By Julia Stoyanovich (Assistant Professor of Computer Science, Drexel University) and Ellen P. Goodman (Professor, Rutgers Law School). This post is derived from their recent Freedom to Tinker post.
ProPublica’s story on “machine bias” in an algorithm used for sentencing defendants amplified calls to make algorithms more transparent and accountable. It has never been more clear that algorithms are political (Gillespie) and embody contested choices (Crawford), and that these choices are largely obscured from public scrutiny (Pasquale and Citron). We see it in controversies over Facebook’s newsfeed, or Google’s search results, or Twitter’s trending topics. Policymakers are considering how to operationalize “algorithmic ethics” and scholars are calling for accountable algorithms (Kroll, et al.).
One kind of algorithm that is at once especially obscure, powerful, and common is the ranking algorithm (Diakopoulos). Algorithms rank individuals to determine credit worthiness, desirability for college admissions and employment, and compatibility as dating partners. They rank countries and companies for sustainability, human rights, transparency and freedom of expression. They encode norms for what counts as the best schools, neighborhoods, societies, businesses, and technologies. Despite their importance, we often know very little about why high-rankers are coming out on top. Stakeholders are in the dark: those who are ranked, those who use the rankings, and the public whose world the rankings may shape.

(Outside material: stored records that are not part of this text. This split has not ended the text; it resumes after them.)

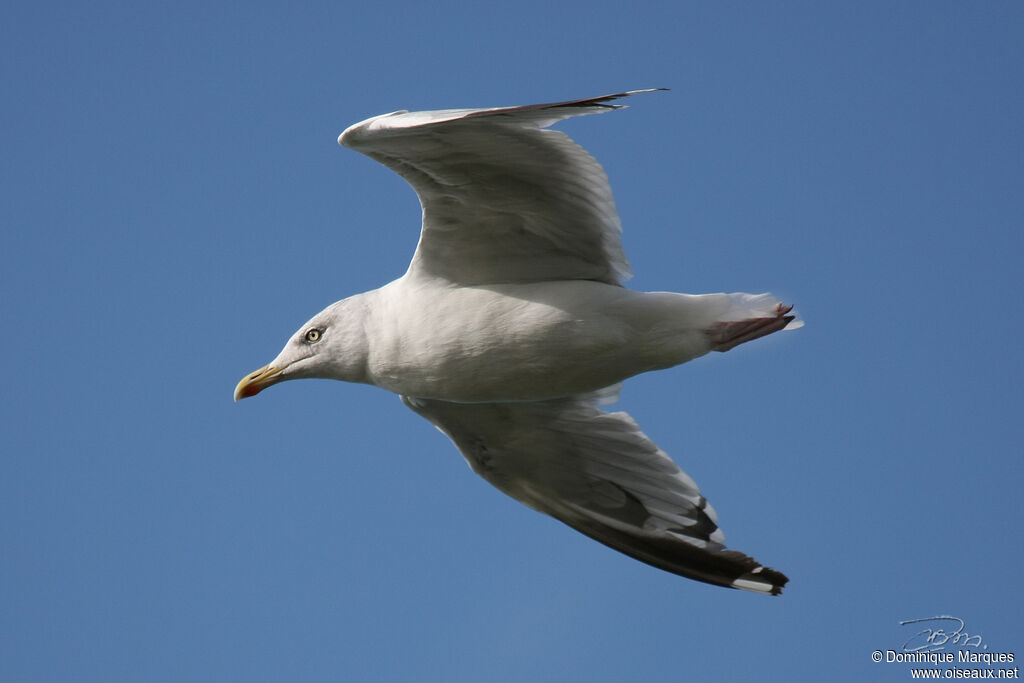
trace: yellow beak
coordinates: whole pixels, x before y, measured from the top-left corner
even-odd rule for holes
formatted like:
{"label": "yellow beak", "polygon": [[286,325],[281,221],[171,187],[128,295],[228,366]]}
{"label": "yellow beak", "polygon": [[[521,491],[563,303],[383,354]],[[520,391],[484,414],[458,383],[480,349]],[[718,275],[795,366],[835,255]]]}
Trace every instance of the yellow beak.
{"label": "yellow beak", "polygon": [[242,381],[235,387],[235,400],[240,398],[249,398],[260,393],[271,384],[276,384],[280,381],[278,374],[284,370],[284,367],[274,367],[272,365],[264,365],[255,372],[250,372],[248,375],[242,378]]}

Many rankers, such as Google’s page rank, do not disclose what precisely they are seeking to measure or what methods they use to do it. Rankers justify this kind of intentional opacity as a defense against manipulation and gaming.

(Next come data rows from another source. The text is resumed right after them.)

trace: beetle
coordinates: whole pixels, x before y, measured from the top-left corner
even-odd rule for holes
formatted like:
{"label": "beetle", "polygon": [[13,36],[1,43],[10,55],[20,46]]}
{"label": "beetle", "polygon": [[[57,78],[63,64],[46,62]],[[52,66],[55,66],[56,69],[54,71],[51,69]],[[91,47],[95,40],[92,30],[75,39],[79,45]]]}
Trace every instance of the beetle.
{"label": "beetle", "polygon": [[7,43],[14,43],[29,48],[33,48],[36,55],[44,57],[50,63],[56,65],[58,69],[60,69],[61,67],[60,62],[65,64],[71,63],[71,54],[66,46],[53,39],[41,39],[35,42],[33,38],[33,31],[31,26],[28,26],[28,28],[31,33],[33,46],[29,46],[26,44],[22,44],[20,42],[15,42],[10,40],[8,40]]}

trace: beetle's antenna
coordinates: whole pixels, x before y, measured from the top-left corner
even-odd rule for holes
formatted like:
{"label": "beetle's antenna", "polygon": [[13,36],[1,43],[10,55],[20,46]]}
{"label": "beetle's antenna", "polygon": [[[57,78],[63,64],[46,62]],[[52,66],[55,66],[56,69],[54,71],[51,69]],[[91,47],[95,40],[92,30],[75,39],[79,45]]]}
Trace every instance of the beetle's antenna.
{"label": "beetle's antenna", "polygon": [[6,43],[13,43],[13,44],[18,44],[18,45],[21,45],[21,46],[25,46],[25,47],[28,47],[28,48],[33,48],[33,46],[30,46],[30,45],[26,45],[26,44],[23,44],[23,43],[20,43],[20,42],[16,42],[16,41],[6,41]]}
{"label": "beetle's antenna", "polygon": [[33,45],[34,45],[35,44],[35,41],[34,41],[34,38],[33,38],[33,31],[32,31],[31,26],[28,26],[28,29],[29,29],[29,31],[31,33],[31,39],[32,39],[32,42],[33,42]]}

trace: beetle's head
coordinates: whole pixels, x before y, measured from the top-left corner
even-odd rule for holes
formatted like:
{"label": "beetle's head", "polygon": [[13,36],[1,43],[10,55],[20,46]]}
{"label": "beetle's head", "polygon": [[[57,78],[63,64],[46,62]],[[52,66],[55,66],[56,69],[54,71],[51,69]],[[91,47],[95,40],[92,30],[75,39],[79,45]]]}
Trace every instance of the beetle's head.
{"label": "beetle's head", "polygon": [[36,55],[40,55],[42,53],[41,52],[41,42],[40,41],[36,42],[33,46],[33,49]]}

Some rankers partially reveal the logic of their algorithms by disclosing factors and relative weights. An example is the US News ranking of colleges. These rankers engage in what we might call syntactic transparency. But even with this degree of transparency, there remain significant degrees of opacity, as explained below. In cases where syntactic transparency is considered impossible, and even where it exists, we advocate for an alternative goal of interpretability, which rests on making explicit the interactions between the program and the data on which it acts. An interpretable algorithm allows stakeholders to understand the outcomes, not merely the process by which outcomes were produced.
Opacity in Algorithmic Rankers
The simplest kind of a ranker is a score-based ranker, which applies a scoring function independently to each item and then sorts the items on their scores. These rankers can produce relatively opaque results for the following reasons.

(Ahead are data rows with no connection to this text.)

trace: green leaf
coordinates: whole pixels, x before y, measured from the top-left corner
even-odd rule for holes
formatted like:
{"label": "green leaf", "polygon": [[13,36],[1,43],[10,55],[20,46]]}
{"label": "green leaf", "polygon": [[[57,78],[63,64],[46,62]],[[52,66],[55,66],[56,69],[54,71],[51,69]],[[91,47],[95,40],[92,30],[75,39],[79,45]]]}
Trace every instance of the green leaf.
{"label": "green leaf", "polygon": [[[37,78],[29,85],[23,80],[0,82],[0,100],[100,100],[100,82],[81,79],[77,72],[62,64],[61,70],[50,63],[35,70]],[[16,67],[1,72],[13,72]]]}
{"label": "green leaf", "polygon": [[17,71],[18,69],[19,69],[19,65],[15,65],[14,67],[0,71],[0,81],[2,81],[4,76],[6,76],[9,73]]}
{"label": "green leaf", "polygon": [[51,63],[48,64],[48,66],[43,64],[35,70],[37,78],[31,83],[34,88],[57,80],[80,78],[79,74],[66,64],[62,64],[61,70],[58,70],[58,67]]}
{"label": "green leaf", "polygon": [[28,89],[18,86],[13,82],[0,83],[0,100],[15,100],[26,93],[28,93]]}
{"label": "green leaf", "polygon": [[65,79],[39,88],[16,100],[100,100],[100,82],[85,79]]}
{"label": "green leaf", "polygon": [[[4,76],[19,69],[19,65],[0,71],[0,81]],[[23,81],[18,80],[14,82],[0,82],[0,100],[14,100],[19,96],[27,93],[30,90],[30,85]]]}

Source 1: The scoring formula alone does not indicate the relative rank of an item. Rankings are, by definition, relative, while scores are absolute. Knowing how the score of an item is computed says little about the outcome — the position of a particular item in the ranking, relative to other items. Is 10.5 a high score or a low score? That depends on how 10.5 compares to the scores of other items, for example to the highest attainable score and to the highest score of some actual item in the input.
Source 2: The weight of an attribute in the scoring formula does not determine its impact on the outcome. For example, consider the ranking of academic programs that weighs faculty size, average publication count, and GREs, among other factors. The algorithm might allocate least weight to faculty size, and even disclose that weight, but that factor could end up being the deciding factor that sets apart top-ranked departments from those in lower ranks. This would happen if that factor were the most variable or was correlated to other factors that enhanced its weight. In other words, what actually turns out to be important may not be what syntactic transparency would reveal.
Source 3: The ranking output may be unstable. A ranking may be unstable because of the scores generated on a particular dataset. An example would be tied scores, where the tie is not reflected in the ranking. Syntactic transparency and accessible data allow us to see the instability, but this is unusual.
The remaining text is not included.